Sen. Mike Lee (C) with Sen. Bernie Sanders (L) and Sen. Chris Murphy (R). Photo: Win McNamee/Getty Images

Sens. Chris Murphy (D-Conn.), Bernie Sanders (I-Vt.) and Mike Lee (R-Utah) unveiled draft legislation Tuesday intended to overhaul the role of Congress in national security matters, including by reclaiming authority on war powers, arms exports and national emergency declarations.

Why it matters: All three senators have been critical of the executive branch's unilateral decision-making on key national security issues, including both President Trump and President Biden's attacks against Iran-backed militias in Iraq and Syria without congressional authorization.

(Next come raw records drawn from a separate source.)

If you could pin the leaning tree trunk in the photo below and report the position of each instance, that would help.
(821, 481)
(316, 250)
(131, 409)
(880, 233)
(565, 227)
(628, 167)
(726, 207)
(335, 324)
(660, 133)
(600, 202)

  • Murphy, Sanders and Lee also co-sponsored legislation during the Trump administration to end U.S. support for the Saudi-led war in Yemen, which has created one of the world's worst humanitarian disasters.
  • “I believe that we have become far too comfortable with the United States engaging in military interventions all over the world, and the time is long overdue for Congress to reassert its constitutional role in matters of war and peace," Sanders said in a statement.

Details, according to a bill summary:

  • War powers reform: The bill would sunset existing Authorizations for the Use of Military Force (AUMFs), outline requirements for future AUMFs, cut off funding for unauthorized military actions, and shorten the 60 day window for the president to end "hostilities" that aren't authorized by Congress.
  • Arms export reform: The bill would require Congress to give an affirmative vote prior to authorizing arms sales of the "most destructive and potentially destabilizing weapons," and would allow controversial items to be removed from group votes approving arm sales.
  • National emergency reform: The bill would require Congress proactively approve emergency declarations (rather than attempt to override them), end "permanent" emergencies that date back decades, and ensure emergency powers are specifically related to the declared emergency.

What to watch: Rep. Jim McGovern (D-Mass.) is expected to unveil similar legislation in the House in the coming weeks.